Discovery Grindstone: 2012

Tuesday, August 21, 2012

Solr Acceptance Tests: introducing rspec-solr (and sw_index_tests)

I've released the rspec-solr ruby gem, which applies RSpec custom matchers to Solr responses. Rdoc is at http://rubydoc.info/github/sul-dlss/rspec-solr and the source code is at https://github.com/sul-dlss/rspec-solr/ .

It's pretty simple: once you have a ruby Solr response, you wrap it in RSpecSolr:

 resp = RSpecSolr::SolrResponseHash.new(yer_solr_resp)

and then you can make useful assertions for acceptance testing:

 resp.should include({'id'=>'81234'})

 resp.should include({'title'=>'Harry Potter'}).in_first(3).results

 resp.should include('111'}).before('222')

So you might write specs like this:

it "q of 'Buddhism' should get 8,500-10,500 results" do
  resp = solr_resp_doc_ids_only({'q'=>'Buddhism'})

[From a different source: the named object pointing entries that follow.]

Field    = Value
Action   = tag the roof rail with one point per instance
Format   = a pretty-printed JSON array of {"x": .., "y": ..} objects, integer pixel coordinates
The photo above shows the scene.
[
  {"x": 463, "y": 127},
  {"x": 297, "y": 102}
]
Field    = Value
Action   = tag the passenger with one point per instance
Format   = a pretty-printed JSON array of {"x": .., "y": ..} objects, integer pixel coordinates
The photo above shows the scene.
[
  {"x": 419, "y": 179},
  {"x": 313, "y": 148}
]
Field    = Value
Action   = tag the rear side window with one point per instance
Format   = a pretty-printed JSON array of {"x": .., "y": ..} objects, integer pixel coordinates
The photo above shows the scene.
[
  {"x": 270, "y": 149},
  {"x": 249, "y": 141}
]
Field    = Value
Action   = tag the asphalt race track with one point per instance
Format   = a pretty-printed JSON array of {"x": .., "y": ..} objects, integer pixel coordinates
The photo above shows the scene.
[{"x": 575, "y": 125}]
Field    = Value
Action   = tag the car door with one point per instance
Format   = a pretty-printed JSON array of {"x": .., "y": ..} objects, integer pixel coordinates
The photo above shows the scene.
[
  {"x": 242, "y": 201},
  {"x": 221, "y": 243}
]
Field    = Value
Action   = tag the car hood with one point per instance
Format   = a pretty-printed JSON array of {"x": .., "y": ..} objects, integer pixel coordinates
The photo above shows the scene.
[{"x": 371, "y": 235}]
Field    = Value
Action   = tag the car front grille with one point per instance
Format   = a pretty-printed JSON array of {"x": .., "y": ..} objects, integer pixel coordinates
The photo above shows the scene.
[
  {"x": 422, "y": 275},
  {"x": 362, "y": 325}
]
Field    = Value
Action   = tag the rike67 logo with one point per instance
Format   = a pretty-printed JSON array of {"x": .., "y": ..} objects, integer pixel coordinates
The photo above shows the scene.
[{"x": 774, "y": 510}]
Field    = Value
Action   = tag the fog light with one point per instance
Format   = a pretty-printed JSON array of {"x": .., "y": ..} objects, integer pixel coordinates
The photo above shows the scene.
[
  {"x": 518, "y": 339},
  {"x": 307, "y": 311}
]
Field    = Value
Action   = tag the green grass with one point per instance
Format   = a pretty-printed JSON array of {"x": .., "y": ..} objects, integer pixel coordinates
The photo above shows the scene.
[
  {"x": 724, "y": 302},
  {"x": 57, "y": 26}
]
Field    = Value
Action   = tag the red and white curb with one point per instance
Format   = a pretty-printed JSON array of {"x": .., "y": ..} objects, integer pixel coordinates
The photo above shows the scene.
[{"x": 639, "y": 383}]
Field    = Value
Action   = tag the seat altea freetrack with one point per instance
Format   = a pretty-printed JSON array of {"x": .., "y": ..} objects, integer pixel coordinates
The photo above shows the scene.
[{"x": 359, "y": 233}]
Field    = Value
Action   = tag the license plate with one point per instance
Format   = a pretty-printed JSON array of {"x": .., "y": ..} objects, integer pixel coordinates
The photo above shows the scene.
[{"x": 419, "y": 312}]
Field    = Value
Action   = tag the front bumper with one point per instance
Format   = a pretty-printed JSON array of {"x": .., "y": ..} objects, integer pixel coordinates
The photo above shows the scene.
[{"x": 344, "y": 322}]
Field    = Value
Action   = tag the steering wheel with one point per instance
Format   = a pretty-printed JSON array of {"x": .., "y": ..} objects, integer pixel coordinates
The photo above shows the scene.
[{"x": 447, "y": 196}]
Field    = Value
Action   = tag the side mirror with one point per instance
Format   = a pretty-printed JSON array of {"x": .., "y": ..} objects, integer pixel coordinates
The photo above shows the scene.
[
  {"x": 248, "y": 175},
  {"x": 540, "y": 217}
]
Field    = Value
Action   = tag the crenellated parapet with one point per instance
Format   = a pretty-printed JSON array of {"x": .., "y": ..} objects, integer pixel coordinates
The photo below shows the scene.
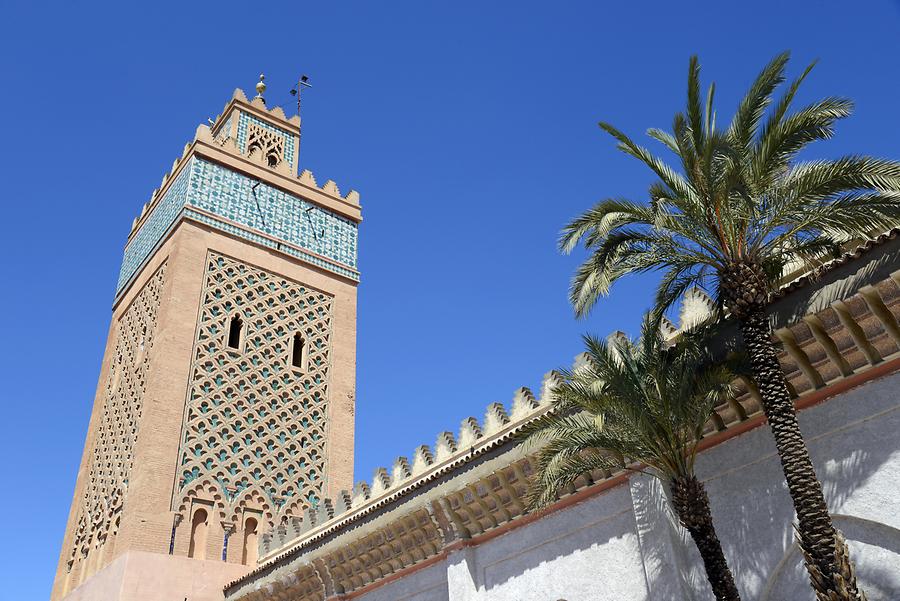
[{"x": 474, "y": 438}]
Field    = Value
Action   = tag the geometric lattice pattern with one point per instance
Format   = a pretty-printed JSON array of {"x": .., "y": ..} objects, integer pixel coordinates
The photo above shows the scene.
[
  {"x": 254, "y": 424},
  {"x": 117, "y": 430}
]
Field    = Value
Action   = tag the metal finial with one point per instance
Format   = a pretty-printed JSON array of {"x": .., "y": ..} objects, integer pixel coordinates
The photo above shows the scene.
[{"x": 261, "y": 86}]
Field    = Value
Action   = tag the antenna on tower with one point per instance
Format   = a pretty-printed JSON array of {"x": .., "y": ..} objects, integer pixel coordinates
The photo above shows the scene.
[
  {"x": 297, "y": 91},
  {"x": 303, "y": 82}
]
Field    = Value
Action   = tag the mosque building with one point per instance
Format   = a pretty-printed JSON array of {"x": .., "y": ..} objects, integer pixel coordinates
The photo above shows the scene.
[{"x": 218, "y": 463}]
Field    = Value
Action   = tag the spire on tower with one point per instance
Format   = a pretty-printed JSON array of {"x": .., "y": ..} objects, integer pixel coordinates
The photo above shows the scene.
[{"x": 261, "y": 87}]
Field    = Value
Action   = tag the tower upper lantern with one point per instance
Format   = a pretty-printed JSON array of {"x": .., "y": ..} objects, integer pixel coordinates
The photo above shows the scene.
[{"x": 240, "y": 175}]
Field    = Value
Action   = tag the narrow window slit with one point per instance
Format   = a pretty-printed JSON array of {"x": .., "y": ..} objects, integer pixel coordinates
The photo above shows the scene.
[
  {"x": 298, "y": 352},
  {"x": 234, "y": 332}
]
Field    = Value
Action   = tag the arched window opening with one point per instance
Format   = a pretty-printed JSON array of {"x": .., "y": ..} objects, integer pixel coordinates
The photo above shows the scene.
[
  {"x": 199, "y": 527},
  {"x": 298, "y": 352},
  {"x": 249, "y": 555},
  {"x": 235, "y": 328}
]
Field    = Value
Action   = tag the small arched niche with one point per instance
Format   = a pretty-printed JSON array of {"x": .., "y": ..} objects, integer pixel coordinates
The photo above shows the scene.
[{"x": 199, "y": 531}]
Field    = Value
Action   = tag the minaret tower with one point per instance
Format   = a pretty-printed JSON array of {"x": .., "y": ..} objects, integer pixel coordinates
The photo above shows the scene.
[{"x": 226, "y": 394}]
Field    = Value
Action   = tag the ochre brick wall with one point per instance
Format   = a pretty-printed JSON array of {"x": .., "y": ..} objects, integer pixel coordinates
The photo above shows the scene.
[{"x": 154, "y": 502}]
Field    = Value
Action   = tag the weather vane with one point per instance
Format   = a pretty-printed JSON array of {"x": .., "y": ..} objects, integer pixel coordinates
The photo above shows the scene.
[{"x": 303, "y": 82}]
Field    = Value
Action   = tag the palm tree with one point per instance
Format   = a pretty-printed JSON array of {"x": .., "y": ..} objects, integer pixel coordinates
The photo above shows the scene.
[
  {"x": 737, "y": 212},
  {"x": 640, "y": 402}
]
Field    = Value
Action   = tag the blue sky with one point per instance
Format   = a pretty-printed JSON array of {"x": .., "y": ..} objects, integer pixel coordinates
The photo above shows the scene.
[{"x": 469, "y": 128}]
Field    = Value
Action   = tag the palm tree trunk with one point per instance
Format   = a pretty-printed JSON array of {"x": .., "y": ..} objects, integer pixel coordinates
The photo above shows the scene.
[
  {"x": 827, "y": 558},
  {"x": 691, "y": 505}
]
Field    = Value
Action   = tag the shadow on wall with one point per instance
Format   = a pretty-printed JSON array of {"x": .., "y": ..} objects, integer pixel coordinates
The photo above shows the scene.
[
  {"x": 753, "y": 512},
  {"x": 567, "y": 554}
]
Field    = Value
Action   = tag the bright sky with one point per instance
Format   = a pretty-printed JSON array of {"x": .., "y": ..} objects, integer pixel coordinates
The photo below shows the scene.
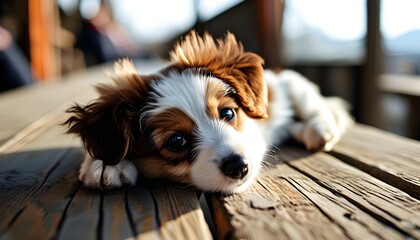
[
  {"x": 399, "y": 17},
  {"x": 337, "y": 19},
  {"x": 159, "y": 20}
]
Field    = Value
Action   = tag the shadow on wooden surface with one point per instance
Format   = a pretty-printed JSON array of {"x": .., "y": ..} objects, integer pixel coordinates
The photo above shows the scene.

  resp.should have_at_least(8500).documents
  resp.should have_at_most(10500).documents
end

 it "q of 'Two3' should have excellent results", :jira => 'VUF-386' do
   resp = solr_resp_doc_ids_only({'q'=>'Two3'})
   resp.should have_at_most(10).documents
   resp.should include("5732752").as_first_result
   resp.should include("8564713").in_first(2).results
   resp.should include("5732752").before("8564713")
   resp.should_not include("5727394")
   resp.should have_the_same_number_of_results_as(solr_resp_doc_ids_only({'q'=>'two3'}))
   resp.should have_fewer_results_than(solr_resp_doc_ids_only({'q'=>'two 3'}))
 end

 it "Traditional Chinese chars 三國誌 should get the same results as simplified chars 三国志" do
   resp = solr_resp_doc_ids_only({'q'=>'三國誌'})  
   resp.should have_at_least(240).documents
   resp.should have_the_same_number_of_results_as(solr_resp_doc_ids_only({'q'=>'三国志'})) 
 end

Note that these examples utilize a couple of helper methods. See the README for more details.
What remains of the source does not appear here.